Creditors of the bankrupt German company Wirecard have made claims for receivables worth at least 12.5 billion euros, a German court said Wednesday. Creditors raised their claims at a meeting with the company’s insolvency administrator in Munich, Reuters reported.
Wirecard declared insolvency in June when it turned out that it lacked about 1.9 billion euros, reported in its accounts. The German prosecutor’s office subsequently detained some former executives of the company, including the chairman of the board Markus Braun, on suspicion of organized fraud, embezzlement, falsification of accounts, and manipulation of the stock market.
According to DPA from financial circles, the insolvency administrator has so far raised around half a billion euros by selling part of Wirecard’s activities and technologies. Creditors hope that the insolvency administrator will repay at least amount of their receivables in the foreseeable future.
The Munich prosecutor’s office estimated that banks and investors lost more than three billion euros due to the collapse of Wirecard. The company’s suppliers and other business partners also suffered losses.

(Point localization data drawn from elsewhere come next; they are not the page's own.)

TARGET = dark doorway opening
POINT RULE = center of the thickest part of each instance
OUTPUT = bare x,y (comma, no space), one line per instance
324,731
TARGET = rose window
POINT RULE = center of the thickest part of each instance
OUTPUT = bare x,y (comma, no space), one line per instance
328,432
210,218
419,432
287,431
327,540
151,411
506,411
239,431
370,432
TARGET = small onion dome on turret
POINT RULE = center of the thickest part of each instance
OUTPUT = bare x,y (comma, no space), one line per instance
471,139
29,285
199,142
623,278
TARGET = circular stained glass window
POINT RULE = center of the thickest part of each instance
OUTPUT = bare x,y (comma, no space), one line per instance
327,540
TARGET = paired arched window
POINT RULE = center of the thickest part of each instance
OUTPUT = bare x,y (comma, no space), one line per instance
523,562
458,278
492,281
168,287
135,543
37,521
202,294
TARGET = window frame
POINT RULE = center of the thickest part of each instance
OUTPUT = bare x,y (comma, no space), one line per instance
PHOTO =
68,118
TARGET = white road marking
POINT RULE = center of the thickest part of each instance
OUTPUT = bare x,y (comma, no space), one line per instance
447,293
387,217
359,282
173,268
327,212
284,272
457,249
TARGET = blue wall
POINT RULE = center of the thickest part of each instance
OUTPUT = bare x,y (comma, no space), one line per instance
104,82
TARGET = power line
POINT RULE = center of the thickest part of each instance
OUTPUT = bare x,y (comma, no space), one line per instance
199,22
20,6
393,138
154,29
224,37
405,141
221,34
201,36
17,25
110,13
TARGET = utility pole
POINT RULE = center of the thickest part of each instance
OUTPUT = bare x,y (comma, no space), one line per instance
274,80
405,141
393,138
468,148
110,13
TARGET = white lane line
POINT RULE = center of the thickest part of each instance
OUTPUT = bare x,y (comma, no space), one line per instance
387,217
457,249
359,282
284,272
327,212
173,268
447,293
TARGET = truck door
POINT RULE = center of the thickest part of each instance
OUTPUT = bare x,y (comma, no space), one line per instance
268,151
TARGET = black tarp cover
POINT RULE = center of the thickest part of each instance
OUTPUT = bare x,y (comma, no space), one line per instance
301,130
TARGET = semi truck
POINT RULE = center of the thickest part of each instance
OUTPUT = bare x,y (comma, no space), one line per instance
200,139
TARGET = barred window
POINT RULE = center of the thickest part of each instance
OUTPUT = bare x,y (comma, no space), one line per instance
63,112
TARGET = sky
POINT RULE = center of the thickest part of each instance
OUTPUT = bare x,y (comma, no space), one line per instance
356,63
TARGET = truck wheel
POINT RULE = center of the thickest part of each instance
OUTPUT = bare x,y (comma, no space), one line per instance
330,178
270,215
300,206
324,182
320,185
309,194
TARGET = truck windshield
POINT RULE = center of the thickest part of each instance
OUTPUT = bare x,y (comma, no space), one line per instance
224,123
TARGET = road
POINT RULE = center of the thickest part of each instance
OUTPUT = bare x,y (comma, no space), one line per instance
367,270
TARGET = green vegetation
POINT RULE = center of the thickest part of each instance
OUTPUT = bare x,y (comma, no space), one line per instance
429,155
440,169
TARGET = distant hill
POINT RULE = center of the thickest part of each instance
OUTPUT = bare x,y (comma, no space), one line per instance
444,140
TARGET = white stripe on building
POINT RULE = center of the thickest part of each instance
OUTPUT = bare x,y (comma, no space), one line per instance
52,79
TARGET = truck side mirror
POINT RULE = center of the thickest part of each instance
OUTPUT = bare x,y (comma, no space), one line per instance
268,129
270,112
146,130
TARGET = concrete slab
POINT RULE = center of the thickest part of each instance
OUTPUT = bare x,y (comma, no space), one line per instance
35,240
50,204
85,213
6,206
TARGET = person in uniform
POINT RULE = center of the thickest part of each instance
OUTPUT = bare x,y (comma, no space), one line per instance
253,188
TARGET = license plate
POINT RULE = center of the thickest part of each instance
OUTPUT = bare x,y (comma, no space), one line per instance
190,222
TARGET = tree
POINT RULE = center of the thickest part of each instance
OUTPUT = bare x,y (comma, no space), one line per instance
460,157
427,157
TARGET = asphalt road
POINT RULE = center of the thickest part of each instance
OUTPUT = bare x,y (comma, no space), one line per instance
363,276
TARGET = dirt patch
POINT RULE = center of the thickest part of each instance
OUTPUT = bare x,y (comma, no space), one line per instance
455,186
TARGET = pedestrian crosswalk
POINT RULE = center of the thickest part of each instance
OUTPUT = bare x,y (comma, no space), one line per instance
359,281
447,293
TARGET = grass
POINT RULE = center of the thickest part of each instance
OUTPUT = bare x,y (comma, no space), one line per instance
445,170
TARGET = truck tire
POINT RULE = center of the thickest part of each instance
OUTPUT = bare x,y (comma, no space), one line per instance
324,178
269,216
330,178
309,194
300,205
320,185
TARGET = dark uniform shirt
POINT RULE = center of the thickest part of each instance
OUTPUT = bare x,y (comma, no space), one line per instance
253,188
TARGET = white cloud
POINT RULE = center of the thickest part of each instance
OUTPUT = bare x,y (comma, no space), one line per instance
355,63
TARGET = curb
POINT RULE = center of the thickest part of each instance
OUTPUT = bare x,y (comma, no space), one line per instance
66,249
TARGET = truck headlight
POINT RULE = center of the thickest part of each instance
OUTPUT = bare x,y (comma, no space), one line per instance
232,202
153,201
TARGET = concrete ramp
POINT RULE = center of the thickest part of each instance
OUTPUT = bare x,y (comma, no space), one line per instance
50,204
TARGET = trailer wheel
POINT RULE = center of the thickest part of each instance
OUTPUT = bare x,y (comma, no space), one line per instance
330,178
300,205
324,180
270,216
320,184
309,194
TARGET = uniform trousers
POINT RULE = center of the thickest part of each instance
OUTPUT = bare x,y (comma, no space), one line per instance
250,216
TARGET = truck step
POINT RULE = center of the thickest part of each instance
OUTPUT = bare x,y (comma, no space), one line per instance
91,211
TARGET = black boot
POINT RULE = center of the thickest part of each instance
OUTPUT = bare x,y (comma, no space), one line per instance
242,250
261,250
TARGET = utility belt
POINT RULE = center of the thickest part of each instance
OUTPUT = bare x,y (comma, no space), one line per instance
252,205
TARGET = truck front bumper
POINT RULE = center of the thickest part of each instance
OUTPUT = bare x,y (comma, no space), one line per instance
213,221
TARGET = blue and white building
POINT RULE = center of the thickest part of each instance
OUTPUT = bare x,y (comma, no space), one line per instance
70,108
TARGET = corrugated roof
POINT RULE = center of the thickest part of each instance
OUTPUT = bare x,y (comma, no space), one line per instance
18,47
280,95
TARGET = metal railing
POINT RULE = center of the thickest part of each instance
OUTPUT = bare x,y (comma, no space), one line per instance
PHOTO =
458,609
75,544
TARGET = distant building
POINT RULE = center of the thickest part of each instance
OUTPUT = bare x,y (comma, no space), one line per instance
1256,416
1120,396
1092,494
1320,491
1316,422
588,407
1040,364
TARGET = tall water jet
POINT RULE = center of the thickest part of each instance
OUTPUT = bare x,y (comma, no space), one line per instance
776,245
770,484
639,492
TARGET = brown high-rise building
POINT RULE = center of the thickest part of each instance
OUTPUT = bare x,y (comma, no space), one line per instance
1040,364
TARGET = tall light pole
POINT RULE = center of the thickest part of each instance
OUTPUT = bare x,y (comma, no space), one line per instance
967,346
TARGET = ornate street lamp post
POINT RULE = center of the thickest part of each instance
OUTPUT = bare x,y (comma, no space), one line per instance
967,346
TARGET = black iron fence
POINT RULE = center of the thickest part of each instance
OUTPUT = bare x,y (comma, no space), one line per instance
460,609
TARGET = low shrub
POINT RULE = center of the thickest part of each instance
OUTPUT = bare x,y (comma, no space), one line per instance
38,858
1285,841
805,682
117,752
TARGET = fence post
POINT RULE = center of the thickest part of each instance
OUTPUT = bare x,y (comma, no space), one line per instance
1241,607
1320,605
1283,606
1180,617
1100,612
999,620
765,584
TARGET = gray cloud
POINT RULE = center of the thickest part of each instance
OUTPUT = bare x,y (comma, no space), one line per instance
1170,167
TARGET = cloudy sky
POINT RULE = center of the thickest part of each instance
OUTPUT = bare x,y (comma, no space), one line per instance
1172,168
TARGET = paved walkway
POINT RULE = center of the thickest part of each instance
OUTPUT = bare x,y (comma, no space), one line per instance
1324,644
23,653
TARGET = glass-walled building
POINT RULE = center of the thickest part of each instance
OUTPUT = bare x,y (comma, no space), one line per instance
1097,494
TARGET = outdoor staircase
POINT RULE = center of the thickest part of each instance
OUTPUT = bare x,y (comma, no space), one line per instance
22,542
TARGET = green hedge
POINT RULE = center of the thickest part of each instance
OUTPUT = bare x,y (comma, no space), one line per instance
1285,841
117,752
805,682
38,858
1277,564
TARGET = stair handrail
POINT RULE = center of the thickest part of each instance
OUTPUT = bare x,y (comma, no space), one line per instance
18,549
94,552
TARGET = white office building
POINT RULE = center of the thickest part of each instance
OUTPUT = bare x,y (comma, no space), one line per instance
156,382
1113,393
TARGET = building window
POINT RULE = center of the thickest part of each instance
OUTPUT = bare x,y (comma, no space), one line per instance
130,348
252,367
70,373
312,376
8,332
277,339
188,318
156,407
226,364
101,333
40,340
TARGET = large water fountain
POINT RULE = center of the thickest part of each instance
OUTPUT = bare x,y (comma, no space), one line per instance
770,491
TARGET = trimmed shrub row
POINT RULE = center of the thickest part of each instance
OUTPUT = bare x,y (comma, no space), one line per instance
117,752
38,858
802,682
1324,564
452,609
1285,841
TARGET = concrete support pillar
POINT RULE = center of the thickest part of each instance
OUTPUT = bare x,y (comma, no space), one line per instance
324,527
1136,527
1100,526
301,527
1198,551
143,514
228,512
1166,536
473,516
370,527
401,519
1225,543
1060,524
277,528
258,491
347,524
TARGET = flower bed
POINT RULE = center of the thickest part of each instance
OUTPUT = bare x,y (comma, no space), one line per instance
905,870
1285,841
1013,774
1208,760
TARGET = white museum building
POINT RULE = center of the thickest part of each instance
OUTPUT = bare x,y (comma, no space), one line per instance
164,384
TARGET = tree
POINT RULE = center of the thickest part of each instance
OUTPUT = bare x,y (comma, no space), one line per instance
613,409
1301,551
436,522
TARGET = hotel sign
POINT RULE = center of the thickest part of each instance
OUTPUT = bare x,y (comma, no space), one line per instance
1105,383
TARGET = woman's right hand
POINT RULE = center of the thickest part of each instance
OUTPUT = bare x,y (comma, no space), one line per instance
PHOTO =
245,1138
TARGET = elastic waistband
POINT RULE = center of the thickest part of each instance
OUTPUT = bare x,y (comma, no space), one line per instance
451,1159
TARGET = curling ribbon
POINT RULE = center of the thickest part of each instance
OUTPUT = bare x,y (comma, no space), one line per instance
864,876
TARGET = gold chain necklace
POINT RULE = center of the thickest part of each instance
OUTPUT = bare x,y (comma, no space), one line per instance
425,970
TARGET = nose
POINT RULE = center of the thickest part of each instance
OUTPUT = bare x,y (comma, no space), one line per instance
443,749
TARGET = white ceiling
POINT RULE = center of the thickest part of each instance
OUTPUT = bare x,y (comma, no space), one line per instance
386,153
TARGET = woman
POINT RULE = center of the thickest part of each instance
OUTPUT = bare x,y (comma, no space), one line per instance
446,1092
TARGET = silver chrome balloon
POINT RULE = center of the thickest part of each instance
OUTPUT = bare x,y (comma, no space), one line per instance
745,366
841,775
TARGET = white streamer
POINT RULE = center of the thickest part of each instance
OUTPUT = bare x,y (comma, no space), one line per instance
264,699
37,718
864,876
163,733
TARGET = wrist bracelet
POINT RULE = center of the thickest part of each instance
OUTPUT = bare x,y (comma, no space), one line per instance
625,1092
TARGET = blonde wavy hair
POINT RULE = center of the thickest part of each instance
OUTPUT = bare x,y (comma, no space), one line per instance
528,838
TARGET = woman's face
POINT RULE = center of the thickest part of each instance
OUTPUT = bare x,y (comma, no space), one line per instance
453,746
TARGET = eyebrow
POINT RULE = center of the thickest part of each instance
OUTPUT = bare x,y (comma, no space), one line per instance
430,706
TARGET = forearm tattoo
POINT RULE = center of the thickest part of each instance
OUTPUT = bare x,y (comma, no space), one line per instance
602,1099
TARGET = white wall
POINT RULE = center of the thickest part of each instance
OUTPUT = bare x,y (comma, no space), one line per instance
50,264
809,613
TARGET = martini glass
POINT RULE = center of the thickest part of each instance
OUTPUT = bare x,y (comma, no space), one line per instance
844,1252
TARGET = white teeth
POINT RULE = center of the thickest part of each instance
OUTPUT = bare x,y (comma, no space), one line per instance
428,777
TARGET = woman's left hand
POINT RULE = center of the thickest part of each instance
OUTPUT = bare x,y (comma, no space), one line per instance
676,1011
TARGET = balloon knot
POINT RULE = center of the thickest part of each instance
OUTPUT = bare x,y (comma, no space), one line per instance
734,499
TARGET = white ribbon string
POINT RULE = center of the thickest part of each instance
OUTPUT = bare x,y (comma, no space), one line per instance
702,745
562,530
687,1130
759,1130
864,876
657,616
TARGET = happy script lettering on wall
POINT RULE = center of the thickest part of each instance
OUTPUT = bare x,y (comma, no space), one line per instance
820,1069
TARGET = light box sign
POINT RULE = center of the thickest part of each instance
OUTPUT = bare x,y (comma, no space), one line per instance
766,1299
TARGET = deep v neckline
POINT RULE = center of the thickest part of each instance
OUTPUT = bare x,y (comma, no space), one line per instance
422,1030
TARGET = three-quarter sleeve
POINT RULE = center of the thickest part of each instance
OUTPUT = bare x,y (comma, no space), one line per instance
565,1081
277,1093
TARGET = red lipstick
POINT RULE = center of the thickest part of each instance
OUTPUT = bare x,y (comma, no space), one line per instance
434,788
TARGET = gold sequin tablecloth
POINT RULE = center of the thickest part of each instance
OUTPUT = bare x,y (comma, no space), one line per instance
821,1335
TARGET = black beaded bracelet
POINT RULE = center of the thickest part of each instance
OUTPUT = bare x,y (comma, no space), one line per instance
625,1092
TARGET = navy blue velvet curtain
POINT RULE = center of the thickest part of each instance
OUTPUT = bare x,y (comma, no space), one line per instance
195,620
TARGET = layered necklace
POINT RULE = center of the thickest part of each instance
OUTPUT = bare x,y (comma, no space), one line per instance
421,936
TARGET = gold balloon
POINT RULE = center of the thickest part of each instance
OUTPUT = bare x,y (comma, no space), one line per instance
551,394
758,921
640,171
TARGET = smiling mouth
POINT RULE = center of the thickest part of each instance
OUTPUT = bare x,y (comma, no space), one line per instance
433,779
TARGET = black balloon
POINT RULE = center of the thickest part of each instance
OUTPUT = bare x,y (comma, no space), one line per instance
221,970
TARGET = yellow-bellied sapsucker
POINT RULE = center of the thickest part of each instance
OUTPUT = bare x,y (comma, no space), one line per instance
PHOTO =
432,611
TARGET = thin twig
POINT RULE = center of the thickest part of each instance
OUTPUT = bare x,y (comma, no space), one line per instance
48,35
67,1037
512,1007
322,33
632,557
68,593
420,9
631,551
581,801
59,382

Wirecard was founded in 1999 and focused on payment processing and financial services. Germany was considered a promising player in the fast-growing financial services market, given as a model of domestic success and described as the star of the German technology sector. The fall of the company also affected clients in the Czech Republic.
The market value of Wirecard after its listing in the main index of the Frankfurt Stock Exchange DAX in September 2018 exceeded 23 billion euros. However, after the declaration of insolvency, it fell below 100 million euros. In addition to institutional investors, many small shareholders were also hit hard.
The insolvency administrator announced this week that some of Wirecard’s European activities would be taken over by the Spanish bank Santander. He added that the sale of subsidiaries in Asia, South Africa, and Turkey is under negotiation. Wirecard’s Brazilian, Romanian, and North American assets have already been sold.